LAS VEGAS — Liz Renay, a stripper and cult movie actress whose real life included roles as a gangster’s moll, prison inmate, author, artist and Hollywood Boulevard streaker, died Monday from cardiopulmonary arrest and gastric bleeding, the Clark County coroner’s office said. She was 80.
Ms. Renay first gained attention as a fashion model and Marilyn Monroe look-alike in the 1950s. She developed a cult following for her role as Muffy St. Jacques in director John Waters’ 1977 movie ”Desperate Living.”
She appeared in at least two dozen other movies, ranging from ”Date With Death” in 1959 and ”The Thrill Killers” in 1964, to adult films like ”Interlude of Lust” in 1981, and the feature flick ”Mark of the Astro-Zombies” in 2002.

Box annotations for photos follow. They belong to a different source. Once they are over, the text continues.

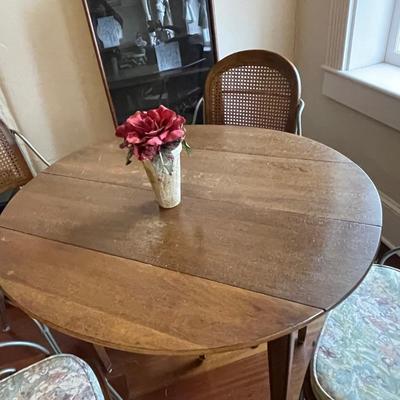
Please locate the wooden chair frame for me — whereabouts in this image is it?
[203,50,304,134]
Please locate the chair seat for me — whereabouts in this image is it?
[311,265,400,400]
[0,354,104,400]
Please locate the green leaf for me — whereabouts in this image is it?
[182,139,192,155]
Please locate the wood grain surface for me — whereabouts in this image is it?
[0,126,382,354]
[0,228,322,354]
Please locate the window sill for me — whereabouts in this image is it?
[322,63,400,131]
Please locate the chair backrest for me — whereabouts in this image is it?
[0,120,32,193]
[204,50,301,133]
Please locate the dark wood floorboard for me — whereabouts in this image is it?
[0,242,400,400]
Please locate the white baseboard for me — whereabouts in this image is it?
[379,192,400,248]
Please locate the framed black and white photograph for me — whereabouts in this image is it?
[83,0,216,123]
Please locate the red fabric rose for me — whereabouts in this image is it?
[115,106,186,161]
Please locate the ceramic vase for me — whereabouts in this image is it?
[142,143,182,208]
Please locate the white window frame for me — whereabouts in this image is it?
[322,0,400,131]
[385,0,400,67]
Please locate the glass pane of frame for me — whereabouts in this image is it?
[83,0,215,123]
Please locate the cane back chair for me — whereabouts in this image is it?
[204,50,304,134]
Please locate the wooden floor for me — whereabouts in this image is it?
[0,242,400,400]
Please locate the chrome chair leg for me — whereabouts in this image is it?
[105,378,124,400]
[297,326,307,345]
[0,289,11,332]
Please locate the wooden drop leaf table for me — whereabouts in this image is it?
[0,125,382,400]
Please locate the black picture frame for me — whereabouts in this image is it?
[82,0,218,126]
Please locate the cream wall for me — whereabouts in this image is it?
[0,0,113,166]
[214,0,297,59]
[295,0,400,243]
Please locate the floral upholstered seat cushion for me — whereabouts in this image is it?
[311,265,400,400]
[0,354,104,400]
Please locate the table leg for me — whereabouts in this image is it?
[268,334,294,400]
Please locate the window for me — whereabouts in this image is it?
[385,0,400,66]
[322,0,400,131]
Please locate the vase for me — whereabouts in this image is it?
[142,143,182,208]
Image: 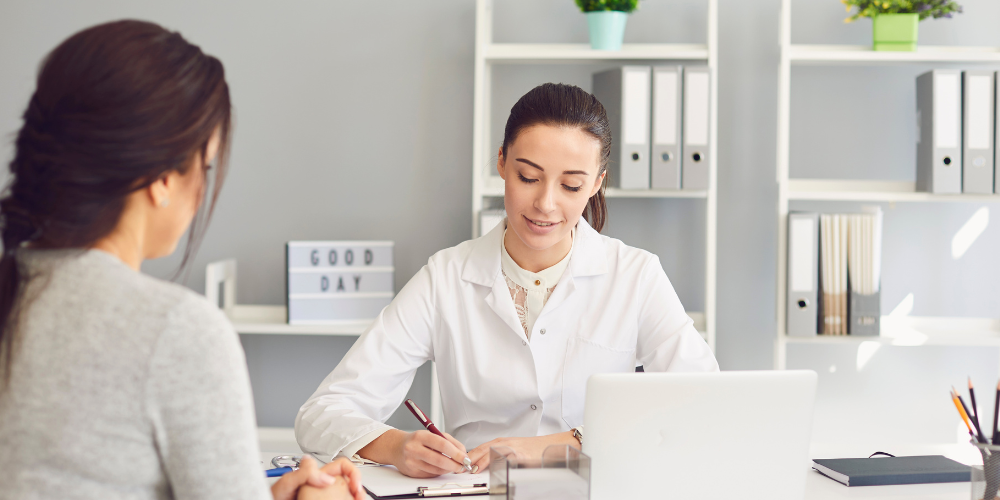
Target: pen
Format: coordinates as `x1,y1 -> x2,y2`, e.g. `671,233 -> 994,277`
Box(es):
403,399 -> 472,472
264,467 -> 295,477
950,387 -> 978,441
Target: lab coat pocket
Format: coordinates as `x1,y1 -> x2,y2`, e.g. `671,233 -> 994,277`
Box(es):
562,338 -> 635,428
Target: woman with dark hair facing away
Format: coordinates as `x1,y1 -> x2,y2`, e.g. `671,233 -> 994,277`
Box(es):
0,21 -> 364,500
295,83 -> 719,477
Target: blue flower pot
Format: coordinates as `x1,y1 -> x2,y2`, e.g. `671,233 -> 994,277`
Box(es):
587,10 -> 628,50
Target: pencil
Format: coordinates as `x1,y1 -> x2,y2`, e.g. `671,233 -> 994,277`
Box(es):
993,382 -> 1000,444
969,377 -> 986,442
950,387 -> 976,439
951,387 -> 986,444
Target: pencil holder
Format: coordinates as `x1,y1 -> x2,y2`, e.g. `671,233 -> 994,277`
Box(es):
489,445 -> 590,500
969,440 -> 1000,500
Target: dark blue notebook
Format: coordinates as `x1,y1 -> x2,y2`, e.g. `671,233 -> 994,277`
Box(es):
813,455 -> 970,486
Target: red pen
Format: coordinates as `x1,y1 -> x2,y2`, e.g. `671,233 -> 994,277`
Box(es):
403,399 -> 472,472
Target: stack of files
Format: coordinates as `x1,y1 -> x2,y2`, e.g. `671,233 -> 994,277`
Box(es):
593,66 -> 712,190
285,241 -> 395,325
786,207 -> 882,336
813,455 -> 971,486
917,69 -> 1000,194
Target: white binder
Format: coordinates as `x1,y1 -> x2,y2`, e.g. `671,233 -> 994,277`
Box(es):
594,66 -> 650,189
962,70 -> 996,193
650,66 -> 684,189
917,69 -> 962,193
681,66 -> 712,190
785,212 -> 819,337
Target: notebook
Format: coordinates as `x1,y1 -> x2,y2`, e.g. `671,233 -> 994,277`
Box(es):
358,465 -> 490,500
813,455 -> 970,486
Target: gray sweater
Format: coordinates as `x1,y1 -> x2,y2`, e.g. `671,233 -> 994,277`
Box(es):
0,250 -> 271,500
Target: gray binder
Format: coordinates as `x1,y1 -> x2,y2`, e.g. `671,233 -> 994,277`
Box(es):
847,289 -> 882,337
962,71 -> 996,194
785,212 -> 819,337
681,66 -> 712,190
650,66 -> 684,189
594,66 -> 650,189
917,69 -> 962,193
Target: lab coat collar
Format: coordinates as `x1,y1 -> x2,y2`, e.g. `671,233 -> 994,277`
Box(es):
462,218 -> 608,288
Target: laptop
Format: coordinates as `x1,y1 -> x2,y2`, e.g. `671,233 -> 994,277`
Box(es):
583,370 -> 816,500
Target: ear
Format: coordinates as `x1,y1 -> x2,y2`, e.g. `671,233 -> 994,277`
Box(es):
588,170 -> 608,198
146,171 -> 177,208
497,148 -> 507,179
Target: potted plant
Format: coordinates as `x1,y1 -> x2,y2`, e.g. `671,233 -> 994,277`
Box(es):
840,0 -> 962,51
576,0 -> 639,50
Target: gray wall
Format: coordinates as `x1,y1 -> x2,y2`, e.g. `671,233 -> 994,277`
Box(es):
0,0 -> 1000,438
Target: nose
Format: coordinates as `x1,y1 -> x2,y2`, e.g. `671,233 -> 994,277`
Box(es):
535,183 -> 557,214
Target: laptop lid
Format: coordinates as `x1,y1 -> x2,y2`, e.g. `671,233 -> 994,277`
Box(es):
583,370 -> 816,500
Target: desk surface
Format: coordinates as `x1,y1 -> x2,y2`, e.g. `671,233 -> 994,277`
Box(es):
261,442 -> 977,500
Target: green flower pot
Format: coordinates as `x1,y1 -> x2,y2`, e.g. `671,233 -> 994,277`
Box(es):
587,10 -> 628,50
872,14 -> 920,52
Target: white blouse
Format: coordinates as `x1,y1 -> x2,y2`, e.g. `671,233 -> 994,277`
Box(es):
500,228 -> 576,340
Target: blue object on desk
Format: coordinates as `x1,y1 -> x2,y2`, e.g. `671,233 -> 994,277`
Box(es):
264,467 -> 295,477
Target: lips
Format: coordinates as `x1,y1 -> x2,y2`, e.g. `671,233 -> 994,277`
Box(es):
522,216 -> 559,234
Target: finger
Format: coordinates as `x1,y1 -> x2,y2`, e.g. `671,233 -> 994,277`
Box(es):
418,432 -> 466,468
323,457 -> 365,500
296,455 -> 337,488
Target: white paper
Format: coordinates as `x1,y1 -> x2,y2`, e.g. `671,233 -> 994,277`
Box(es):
358,465 -> 490,497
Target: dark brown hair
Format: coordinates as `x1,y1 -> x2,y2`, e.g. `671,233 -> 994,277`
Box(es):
0,20 -> 231,383
500,83 -> 611,232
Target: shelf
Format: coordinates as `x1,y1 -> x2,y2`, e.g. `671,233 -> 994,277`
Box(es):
787,44 -> 1000,64
229,306 -> 372,337
482,175 -> 708,198
483,43 -> 708,64
788,179 -> 1000,203
784,316 -> 1000,347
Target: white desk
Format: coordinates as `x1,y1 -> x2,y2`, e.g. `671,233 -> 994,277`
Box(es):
261,429 -> 981,500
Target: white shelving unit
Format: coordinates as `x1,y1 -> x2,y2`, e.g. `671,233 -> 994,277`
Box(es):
774,0 -> 1000,369
472,0 -> 719,351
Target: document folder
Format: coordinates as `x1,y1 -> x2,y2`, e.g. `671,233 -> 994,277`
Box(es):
785,212 -> 819,337
594,66 -> 650,189
681,66 -> 712,190
917,69 -> 962,193
650,66 -> 684,189
962,71 -> 996,194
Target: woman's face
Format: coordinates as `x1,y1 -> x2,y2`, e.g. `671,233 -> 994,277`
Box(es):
497,125 -> 604,254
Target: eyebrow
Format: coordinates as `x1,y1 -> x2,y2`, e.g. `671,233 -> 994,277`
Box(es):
516,158 -> 589,175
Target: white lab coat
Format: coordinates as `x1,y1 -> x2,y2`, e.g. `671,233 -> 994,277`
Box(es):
295,219 -> 719,457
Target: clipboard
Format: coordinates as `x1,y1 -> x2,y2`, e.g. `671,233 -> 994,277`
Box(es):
358,465 -> 489,500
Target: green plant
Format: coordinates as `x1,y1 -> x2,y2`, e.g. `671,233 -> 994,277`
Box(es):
576,0 -> 639,12
840,0 -> 962,23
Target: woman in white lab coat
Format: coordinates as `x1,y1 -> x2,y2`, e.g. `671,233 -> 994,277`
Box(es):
295,84 -> 718,477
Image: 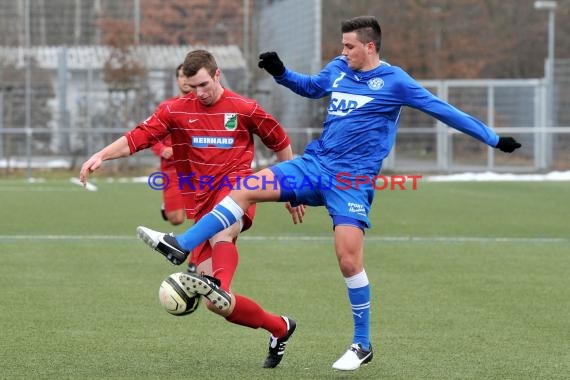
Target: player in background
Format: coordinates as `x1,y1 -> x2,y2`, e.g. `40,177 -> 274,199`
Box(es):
138,16 -> 521,370
150,64 -> 190,226
79,50 -> 304,368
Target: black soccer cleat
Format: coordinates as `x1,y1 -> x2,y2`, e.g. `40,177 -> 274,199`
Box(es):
263,316 -> 297,368
180,273 -> 232,311
137,226 -> 189,265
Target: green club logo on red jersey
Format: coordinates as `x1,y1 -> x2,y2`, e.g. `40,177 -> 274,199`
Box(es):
224,113 -> 237,131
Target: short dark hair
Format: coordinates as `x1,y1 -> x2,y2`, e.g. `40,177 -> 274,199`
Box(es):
340,16 -> 382,53
182,50 -> 218,78
174,63 -> 183,78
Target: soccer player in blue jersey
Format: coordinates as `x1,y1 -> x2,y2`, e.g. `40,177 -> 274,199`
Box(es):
138,16 -> 521,371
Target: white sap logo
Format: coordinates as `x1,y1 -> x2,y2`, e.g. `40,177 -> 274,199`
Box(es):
327,92 -> 373,116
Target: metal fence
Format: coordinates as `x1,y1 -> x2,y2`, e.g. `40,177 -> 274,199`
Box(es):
0,0 -> 570,176
0,73 -> 570,177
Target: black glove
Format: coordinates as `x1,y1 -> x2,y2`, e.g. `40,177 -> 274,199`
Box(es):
495,137 -> 522,153
257,51 -> 285,77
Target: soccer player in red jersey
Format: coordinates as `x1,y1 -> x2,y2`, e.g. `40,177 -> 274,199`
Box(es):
150,64 -> 190,226
79,50 -> 304,368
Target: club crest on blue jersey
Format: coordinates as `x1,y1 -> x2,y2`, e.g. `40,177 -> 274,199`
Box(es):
366,78 -> 384,90
327,91 -> 373,116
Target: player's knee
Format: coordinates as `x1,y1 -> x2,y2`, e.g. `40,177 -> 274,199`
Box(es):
338,254 -> 362,277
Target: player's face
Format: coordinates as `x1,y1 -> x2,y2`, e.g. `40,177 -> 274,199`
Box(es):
176,68 -> 192,95
188,68 -> 223,106
342,32 -> 376,71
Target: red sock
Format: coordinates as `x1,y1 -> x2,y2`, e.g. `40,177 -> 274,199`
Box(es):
226,294 -> 287,338
212,241 -> 238,291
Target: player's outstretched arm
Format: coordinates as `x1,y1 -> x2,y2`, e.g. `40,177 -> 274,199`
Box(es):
257,51 -> 285,77
79,136 -> 131,186
495,136 -> 522,153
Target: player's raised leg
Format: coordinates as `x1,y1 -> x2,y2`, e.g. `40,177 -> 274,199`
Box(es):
332,224 -> 373,371
137,169 -> 280,265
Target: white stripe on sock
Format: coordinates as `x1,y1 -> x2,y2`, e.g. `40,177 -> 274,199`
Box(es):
212,209 -> 230,229
218,195 -> 244,220
344,269 -> 369,289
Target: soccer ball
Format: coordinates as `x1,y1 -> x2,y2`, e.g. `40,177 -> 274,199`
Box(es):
158,273 -> 200,316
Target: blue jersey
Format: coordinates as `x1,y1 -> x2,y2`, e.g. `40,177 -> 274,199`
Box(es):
275,56 -> 499,176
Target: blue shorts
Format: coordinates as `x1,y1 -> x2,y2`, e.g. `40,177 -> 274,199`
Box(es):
270,155 -> 374,230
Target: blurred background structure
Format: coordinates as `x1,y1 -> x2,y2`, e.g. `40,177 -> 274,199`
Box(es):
0,0 -> 570,177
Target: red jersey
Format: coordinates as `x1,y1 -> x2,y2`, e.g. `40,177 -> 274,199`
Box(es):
150,96 -> 179,173
125,89 -> 290,215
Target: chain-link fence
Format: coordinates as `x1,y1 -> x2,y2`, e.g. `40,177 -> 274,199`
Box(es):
0,0 -> 570,177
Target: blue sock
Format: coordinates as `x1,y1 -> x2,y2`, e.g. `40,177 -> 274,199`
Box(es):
344,271 -> 370,350
176,195 -> 244,251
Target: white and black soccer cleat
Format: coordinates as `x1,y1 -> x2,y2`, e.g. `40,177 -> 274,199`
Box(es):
333,344 -> 374,371
137,226 -> 188,265
180,273 -> 232,311
263,316 -> 297,368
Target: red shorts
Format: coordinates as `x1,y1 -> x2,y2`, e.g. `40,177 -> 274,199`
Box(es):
162,170 -> 185,213
189,189 -> 256,265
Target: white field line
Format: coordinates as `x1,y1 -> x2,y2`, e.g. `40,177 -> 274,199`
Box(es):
0,234 -> 570,244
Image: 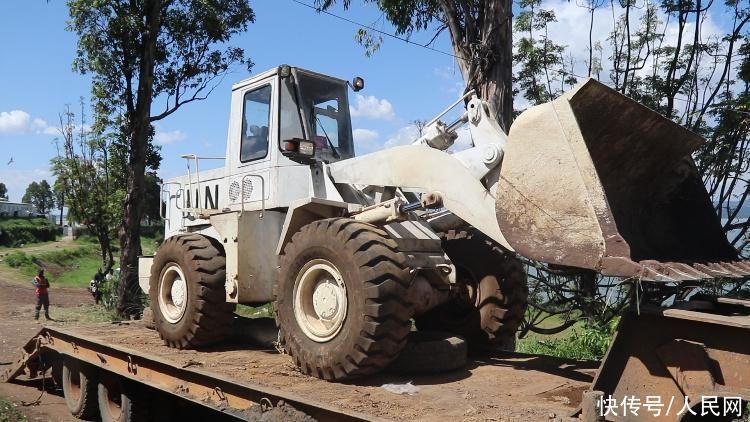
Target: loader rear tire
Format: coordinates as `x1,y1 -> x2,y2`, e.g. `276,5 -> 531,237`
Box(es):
149,234 -> 236,349
274,218 -> 413,380
416,231 -> 529,352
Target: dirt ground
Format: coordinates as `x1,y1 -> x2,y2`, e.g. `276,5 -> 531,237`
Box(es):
0,274 -> 93,421
0,242 -> 596,422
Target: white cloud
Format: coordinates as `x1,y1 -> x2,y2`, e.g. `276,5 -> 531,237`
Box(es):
0,110 -> 31,134
352,129 -> 379,142
0,110 -> 59,136
350,94 -> 396,120
383,125 -> 419,148
0,167 -> 55,202
154,130 -> 187,145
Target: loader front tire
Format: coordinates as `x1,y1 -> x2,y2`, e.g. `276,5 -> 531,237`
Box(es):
274,218 -> 413,380
149,234 -> 236,349
416,231 -> 529,352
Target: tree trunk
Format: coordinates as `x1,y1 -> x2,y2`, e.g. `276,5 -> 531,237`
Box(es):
451,0 -> 513,132
117,0 -> 161,316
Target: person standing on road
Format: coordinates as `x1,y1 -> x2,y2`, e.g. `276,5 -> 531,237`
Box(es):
33,270 -> 51,319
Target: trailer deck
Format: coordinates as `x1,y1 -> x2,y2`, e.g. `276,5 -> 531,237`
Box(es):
1,323 -> 597,421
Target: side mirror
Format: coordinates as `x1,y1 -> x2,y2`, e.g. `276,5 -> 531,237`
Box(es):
352,76 -> 365,92
281,138 -> 315,164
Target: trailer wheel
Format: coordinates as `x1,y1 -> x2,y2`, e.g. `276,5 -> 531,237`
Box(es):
416,231 -> 529,352
274,218 -> 413,380
97,374 -> 147,422
62,359 -> 98,420
149,234 -> 236,349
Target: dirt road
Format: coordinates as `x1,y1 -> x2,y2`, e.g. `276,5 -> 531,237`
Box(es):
0,242 -> 92,421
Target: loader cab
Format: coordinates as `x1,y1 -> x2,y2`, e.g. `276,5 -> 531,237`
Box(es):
227,65 -> 354,167
222,65 -> 354,214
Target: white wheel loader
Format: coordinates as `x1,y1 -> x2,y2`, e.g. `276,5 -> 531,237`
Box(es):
140,65 -> 750,380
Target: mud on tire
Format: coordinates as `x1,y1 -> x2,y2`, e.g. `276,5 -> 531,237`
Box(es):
274,218 -> 413,380
149,234 -> 236,349
416,231 -> 529,352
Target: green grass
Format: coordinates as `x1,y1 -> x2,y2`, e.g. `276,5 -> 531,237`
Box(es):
234,303 -> 273,318
2,244 -> 102,287
517,321 -> 617,360
54,255 -> 102,287
0,397 -> 27,422
0,217 -> 57,247
141,236 -> 161,255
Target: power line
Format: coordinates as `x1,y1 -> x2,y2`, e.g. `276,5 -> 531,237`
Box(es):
292,0 -> 466,60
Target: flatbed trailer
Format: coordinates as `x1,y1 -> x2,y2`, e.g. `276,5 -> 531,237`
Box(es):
5,298 -> 750,421
0,322 -> 597,421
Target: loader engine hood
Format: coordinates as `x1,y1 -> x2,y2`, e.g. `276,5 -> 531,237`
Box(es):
496,80 -> 750,281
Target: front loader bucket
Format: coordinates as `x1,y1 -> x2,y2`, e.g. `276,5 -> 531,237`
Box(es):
496,80 -> 750,281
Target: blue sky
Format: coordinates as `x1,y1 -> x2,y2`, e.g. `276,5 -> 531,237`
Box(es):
0,0 -> 463,201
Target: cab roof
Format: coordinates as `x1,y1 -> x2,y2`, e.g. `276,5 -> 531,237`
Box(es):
232,65 -> 347,91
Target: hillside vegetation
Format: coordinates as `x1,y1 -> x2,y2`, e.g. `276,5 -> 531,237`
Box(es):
0,217 -> 57,247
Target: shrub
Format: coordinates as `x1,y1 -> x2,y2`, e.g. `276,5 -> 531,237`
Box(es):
0,218 -> 57,247
4,251 -> 34,268
519,321 -> 617,360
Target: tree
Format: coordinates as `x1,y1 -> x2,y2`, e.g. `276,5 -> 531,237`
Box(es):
324,0 -> 513,131
51,103 -> 120,272
52,176 -> 67,227
68,0 -> 255,315
21,180 -> 55,214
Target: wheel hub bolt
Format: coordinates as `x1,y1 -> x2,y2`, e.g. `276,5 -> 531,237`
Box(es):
313,280 -> 339,320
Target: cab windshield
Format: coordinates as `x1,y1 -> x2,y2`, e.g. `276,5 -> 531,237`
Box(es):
279,71 -> 354,162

She painted canvases during a 27-month stint in federal prison in the early 1960s for perjuring herself during the federal tax-evasion trial of her then-boyfriend, Hollywood mobster Mickey Cohen.
Ms. Renay reportedly sold one 1964 painting of a centaur surrounded by beautiful women in a lush garden for $10,000.
In her 1992 book, My First 2,000 Men, Ms. Renay claimed flings with a wide range of actors and celebrities.
She also wrote cookbooks and beauty books, including My Face for the World to See in 1971. As a stripper, she toured and performed with her daughter Brenda, who died in 1982.
Ms. Renay streaked down Hollywood Boulevard in 1974 but was acquitted at trial of indecent exposure and lewdness.
Born Pearl Elizabeth Dobbins on April 14, 1926, in Chandler, Ariz., she was married seven times, divorced five times and widowed twice.